Medical advances have shaped the past, and will continue to determine the future. We celebrate new discoveries, but lack the understanding to appreciate all that we do not know. To reflect on history, germ theory, now considered common sense, only gained widespread popularity in the late 19th century. Additionally many innovations we take for granted (antibiotics and contraceptive pills for example) are as recent as the 20th century, a mere 2-3 generations ago. Acknowledging how new most of our medical understanding is, I can’t help but wonder – how much are we still getting wrong?
The mapping of the human genome, has helped to fill in some of these unknown blanks, and could one day prove to be our greatest medical achievement. Linking genes and diseases enables possible discoveries for not only treatments and cures, but also prevention. Advancements are already being made, as acknowledged by the 2020 Nobel Prize in Chemistry being awarded to two scientists who developed CRISPR, a method for genome editing. Future breakthroughs are inevitable.
Not having a medical background, but still intrigued by this relatively new understanding of the human genome, I was excited to discover Diseasome, a network of linked genes and diseases, formed from a 2007 dataset. The data reveals both disease-gene associations and subsequently which diseases are likely to develop concurrently.
I opted to explore the data using network analysis, as I was not quite sure what I was looking for and open to unexpected discoveries.
As someone new to working with network data, I used the open-source software, Gephi for my analysis and visualization. Although, mastering Gephi would take a great deal of time (and I suspect a better understanding of statistics), it is possible to download the program and relatively quickly start your exploration. Gephi generates some statistical data and offers a variety of filtering tools. Setting the layout to ForceAtlas 2 allows for further refining of the visualization.
Finding a usable dataset proved to be more challenging that getting familiarized with Gephi. Many links to data had since died, datasets were too large for my computer to handle, files were in formats I was unable to open, or my unfamiliarity with network analysis rendered the data too difficult to even attempt to understand. Ultimately I discovered Diseasome on a GitHub post dedicated to Gephi sample datasets.
Lastly I exported my visualizations from Gephi as SVGs and refined the colors, line weights and type using Adobe Illustrator.
The entire dataset consisted of 1,419 nodes and 3,926 edges.
I used Gephi to run some statistics:
• Average Degree: 2.767 – each node is connected to almost 3 other nodes
• Network density: 2% – low, implying there is not an overall connectedness of data points
• Network diameter: 15 – it would take 15 connections to link the two furthest points of data
• Modularity: 87% – there are dense connections between the nodes within a module but sparse connections between nodes in different modules
I started my visual exploration by looking at all of the data, coloring on modularity class. The resulting graphic proved to be too unyielding to be meaningfully viewed in a static graphic. This view did, however, reveal that the diseases comprised the larger nodes, while the genes were much smaller offshoots – inspiring me to filter out the genes and look at only diseases. Admittedly, this path diverged from my initial intention, but having a limited understanding genetics, focussing on the diseases seemed like the more logical course of action.

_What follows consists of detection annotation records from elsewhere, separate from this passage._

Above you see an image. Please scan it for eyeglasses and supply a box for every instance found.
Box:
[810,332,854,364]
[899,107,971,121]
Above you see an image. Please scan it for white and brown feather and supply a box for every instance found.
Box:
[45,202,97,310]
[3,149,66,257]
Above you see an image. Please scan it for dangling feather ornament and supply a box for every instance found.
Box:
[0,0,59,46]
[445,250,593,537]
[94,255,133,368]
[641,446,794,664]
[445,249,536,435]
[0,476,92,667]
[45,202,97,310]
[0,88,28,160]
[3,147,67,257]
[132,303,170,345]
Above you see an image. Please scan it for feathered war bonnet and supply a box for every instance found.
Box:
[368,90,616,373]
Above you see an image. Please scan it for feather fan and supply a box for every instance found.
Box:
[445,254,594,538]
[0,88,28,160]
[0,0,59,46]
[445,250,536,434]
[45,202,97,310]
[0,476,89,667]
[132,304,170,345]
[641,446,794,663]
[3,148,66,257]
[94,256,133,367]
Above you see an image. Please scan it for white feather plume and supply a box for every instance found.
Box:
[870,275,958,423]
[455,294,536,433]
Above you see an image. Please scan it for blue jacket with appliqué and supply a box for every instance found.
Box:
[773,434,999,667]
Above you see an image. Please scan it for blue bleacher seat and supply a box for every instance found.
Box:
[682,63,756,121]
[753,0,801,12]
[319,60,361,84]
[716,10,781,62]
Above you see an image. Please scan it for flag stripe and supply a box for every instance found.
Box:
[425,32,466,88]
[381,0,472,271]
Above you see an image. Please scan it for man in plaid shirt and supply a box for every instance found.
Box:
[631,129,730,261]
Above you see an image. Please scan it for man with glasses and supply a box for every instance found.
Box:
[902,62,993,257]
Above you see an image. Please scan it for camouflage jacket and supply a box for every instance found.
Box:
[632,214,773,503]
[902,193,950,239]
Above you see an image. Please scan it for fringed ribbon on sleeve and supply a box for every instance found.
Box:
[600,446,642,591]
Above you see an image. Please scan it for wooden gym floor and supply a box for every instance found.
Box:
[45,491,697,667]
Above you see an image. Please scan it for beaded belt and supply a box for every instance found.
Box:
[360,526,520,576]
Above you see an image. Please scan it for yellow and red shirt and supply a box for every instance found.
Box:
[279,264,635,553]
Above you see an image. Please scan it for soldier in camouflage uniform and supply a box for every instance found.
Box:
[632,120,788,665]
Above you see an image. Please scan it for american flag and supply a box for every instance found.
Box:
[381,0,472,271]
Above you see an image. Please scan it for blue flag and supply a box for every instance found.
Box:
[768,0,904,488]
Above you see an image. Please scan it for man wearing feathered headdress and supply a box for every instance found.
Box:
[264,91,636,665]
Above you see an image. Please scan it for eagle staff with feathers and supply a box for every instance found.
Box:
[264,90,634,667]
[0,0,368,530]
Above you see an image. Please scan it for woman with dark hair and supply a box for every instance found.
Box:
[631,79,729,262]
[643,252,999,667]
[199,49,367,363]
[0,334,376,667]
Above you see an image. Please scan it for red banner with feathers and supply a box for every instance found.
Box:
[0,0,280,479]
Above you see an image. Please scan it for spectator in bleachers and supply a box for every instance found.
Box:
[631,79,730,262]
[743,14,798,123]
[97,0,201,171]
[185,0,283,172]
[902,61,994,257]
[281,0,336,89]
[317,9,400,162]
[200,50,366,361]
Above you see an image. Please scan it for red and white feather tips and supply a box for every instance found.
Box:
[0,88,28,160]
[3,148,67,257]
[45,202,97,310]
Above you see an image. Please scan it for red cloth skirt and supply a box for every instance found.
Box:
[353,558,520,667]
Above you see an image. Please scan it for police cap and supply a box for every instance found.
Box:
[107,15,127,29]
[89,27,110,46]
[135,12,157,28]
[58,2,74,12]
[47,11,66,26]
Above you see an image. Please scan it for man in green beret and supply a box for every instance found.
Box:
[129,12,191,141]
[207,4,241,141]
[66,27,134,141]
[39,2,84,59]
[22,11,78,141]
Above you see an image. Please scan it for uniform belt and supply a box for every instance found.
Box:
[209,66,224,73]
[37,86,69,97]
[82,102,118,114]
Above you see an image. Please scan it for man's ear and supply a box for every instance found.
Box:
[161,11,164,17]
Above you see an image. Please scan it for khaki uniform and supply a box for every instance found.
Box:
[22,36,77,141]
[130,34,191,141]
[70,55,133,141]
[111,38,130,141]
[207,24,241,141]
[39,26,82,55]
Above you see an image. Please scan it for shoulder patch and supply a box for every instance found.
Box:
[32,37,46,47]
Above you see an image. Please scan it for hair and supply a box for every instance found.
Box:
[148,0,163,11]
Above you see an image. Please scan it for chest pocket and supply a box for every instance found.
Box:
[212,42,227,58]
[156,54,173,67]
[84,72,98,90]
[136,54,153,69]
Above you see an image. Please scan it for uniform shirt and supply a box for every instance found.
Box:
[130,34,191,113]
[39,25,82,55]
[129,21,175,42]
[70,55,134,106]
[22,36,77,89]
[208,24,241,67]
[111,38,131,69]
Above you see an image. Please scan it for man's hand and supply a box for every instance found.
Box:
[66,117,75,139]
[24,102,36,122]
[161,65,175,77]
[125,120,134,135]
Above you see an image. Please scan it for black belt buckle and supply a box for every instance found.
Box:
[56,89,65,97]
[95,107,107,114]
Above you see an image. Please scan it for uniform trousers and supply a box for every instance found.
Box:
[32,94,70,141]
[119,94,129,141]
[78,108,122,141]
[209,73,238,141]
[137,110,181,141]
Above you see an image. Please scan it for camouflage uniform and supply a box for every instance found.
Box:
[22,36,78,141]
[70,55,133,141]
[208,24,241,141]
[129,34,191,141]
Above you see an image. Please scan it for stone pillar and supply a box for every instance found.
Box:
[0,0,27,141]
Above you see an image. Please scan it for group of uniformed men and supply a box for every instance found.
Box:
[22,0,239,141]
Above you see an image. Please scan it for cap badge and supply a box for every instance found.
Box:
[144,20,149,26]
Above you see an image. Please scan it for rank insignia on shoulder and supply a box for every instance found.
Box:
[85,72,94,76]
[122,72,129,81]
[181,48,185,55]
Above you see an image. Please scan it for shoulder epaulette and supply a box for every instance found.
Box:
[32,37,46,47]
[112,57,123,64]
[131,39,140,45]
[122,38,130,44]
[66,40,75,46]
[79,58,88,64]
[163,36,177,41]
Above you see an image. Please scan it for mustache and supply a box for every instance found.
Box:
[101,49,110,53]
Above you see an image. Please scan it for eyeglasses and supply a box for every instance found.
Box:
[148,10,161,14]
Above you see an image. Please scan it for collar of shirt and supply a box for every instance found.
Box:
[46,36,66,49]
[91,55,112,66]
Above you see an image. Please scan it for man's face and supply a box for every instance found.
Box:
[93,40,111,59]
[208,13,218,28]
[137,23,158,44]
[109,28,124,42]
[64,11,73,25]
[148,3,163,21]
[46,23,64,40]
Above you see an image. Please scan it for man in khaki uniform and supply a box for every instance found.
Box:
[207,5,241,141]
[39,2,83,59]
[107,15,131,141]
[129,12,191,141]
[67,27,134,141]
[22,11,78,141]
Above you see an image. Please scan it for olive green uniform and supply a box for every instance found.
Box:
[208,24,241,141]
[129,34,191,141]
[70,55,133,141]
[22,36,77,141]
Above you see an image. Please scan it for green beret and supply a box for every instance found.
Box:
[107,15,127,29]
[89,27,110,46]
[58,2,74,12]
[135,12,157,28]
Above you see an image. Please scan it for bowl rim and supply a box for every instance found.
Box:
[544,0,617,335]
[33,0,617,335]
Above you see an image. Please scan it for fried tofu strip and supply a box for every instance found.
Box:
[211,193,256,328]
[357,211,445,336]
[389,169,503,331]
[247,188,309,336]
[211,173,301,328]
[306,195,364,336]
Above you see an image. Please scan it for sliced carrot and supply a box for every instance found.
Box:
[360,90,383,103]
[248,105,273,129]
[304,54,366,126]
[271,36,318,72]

The disease data, consisting of 516 nodes and 2,376 edges, was more manageable to display in a visualization. I used ForceAtlas 2’s strong gravity feature to pull modules closer together, while preventing overlap for easier legibility. Color was determined by ranking nodes on degree. I used a a red / orange color palette as it is reminiscent of blood cells. The colors and white text popped clearest against a dark navy blue background. I maintained the same color palette and styling for all my graphics, as they were based on the same dataset.
I now had a sense of which diseases where most interconnected, represented by the larger and more vivid colored nodes in the above visualization. In order to take a closer look at one such disease, diabetes mellitus, I filter as an ego-network and focused on all diseases and genes with a direct connection. I ranked and colored by degree, using ForceAtlas 2’s linlog feature to space out the nodes in order to facilitate labeling. I removed the gene labels, as they were the smallest nodes, and as someone with limited genetic understanding, the least meaningful.
The resulting visual showed some expected links to diabetes: obesity, hypertension, and myocardial infarction. More surprising connections were also captured: rheumatoid arthritis, leprechaunism and the progression of SARS.
When visualizing all diseases, I noted that most cancers seemed to be closely connected. For my next graphic, I filtered on cancer, to find out if all cancers shared links. I discovered five cancers shared no connections to the main cancer module, denoted in the below visualization with blue text. Most interesting, two of these solo cancers were connected to one another – a form of skin cancer and a form of brain cancer.
There are endless connections to be discovered by exploring the Diseasome data. I was intrigued to see two disparate cancers (brain and skin) sharing their own separate module, and am now curious if there are other, stand alone partnerships to explore. Having a better understanding of the human genome would facilitate more extensive analysis, as well as having more experience with network data.
I am curious to pursue more network analysis. I was discouraged by the majority of network data I found online and would next like to work with data that I at least played some role in collecting. Having more familiarity with the dataset will help me to better understand the explorations that Gephi reveals to me.